La Ciudad de Buenos Aires ha oficializado su adhesión al Régimen de Incentivo para Grandes Inversiones (RIGI) y ha creado el Régimen de Incentivos para Medianas Inversiones en Buenos Aires (RIMICABA). Esta iniciativa, promulgada a través de las leyes 6949 y 6950, busca atraer capitales privados, generar empleo y mejorar la competitividad de sectores estratégicos. El jefe de Gobierno, Jorge Macri, destacó que estas medidas son parte de un esfuerzo por acompañar al Gobierno nacional en la atracción de inversiones y generación de empleo, afirmando que "cuando al sector privado le va bien, a la Ciudad le va mejor".

El RIMICABA ofrece beneficios fiscales significativos, incluyendo exenciones de ABL (Alumbrado, Barrido y Limpieza) e Impuesto de Sellos para inversiones productivas. Además, permite a las empresas computar hasta el 25% de la inversión como pago a cuenta de Ingresos Brutos. Este régimen está diseñado para PYMES, emprendedores y microempresas que realicen inversiones desde USD 100.000, lo que representa una oportunidad considerable para el sector productivo local.

La adhesión al RIGI busca proporcionar estabilidad fiscal y previsibilidad tributaria a proyectos de gran escala en sectores como tecnología, infraestructura, turismo y servicios basados en el conocimiento. Este enfoque es crucial en un contexto donde la inversión privada es fundamental para la recuperación económica post-pandemia. La combinación de incentivos nacionales y locales tiene como objetivo no solo atraer grandes inversiones, sino también fortalecer el tejido productivo de las pequeñas y medianas empresas, que son vitales para la economía argentina.

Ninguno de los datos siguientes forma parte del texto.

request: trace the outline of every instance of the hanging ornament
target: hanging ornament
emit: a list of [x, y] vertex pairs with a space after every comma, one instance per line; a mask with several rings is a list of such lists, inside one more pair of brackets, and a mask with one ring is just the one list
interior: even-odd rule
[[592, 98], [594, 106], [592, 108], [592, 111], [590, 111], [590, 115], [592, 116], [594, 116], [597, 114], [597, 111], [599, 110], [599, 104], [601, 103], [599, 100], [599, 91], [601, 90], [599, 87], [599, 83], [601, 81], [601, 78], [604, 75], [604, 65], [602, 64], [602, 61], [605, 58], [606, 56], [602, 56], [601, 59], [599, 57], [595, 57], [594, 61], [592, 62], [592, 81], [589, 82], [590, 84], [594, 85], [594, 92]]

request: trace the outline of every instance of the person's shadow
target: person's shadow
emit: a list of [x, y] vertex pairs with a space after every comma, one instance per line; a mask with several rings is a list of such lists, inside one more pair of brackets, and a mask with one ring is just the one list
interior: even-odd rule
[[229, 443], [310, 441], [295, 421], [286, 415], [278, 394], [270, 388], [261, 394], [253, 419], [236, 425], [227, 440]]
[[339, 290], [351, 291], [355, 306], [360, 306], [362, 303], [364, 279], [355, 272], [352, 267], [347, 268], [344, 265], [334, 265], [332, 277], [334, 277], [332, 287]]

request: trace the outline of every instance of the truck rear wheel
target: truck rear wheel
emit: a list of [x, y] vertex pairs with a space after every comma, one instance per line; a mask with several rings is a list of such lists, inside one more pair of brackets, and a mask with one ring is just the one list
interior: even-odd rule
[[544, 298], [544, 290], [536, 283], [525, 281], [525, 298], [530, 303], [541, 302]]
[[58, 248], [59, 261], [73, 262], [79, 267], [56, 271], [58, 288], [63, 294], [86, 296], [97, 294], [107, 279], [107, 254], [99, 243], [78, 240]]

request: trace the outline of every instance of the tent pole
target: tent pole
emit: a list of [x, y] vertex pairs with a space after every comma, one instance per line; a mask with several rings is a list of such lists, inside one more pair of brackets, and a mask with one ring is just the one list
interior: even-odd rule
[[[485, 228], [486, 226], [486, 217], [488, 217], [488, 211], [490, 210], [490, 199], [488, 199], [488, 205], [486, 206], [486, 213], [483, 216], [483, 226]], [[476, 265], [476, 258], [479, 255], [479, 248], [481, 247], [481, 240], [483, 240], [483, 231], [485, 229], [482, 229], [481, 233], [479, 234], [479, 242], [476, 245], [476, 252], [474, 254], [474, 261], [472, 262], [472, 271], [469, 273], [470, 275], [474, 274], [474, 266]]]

El nuevo régimen excluye actividades financieras, bursátiles, cambiarias y de seguros, y prohíbe la acumulación de beneficios con otros programas promocionales para una misma inversión. Además, se ha establecido un cupo fiscal anual de hasta $150.000 millones para el RIMICABA, lo que indica un compromiso serio por parte del Gobierno porteño para fomentar un ambiente de inversión favorable. Las empresas que se acojan a este régimen deberán mantener su actividad productiva en la Ciudad durante al menos cuatro años, lo que asegura un compromiso a largo plazo.

A futuro, es importante monitorear cómo estas medidas impactan en la llegada de nuevas inversiones y en la creación de empleo en la Ciudad. La implementación efectiva de estos incentivos será clave para evaluar su éxito. Asimismo, se debe prestar atención a la respuesta del sector privado y a la evolución de la economía nacional, especialmente en un contexto donde la inflación y la inestabilidad económica son preocupaciones constantes. Las próximas semanas serán cruciales para observar si estas iniciativas logran atraer el capital necesario para revitalizar la economía local y generar un impacto positivo en el mercado laboral.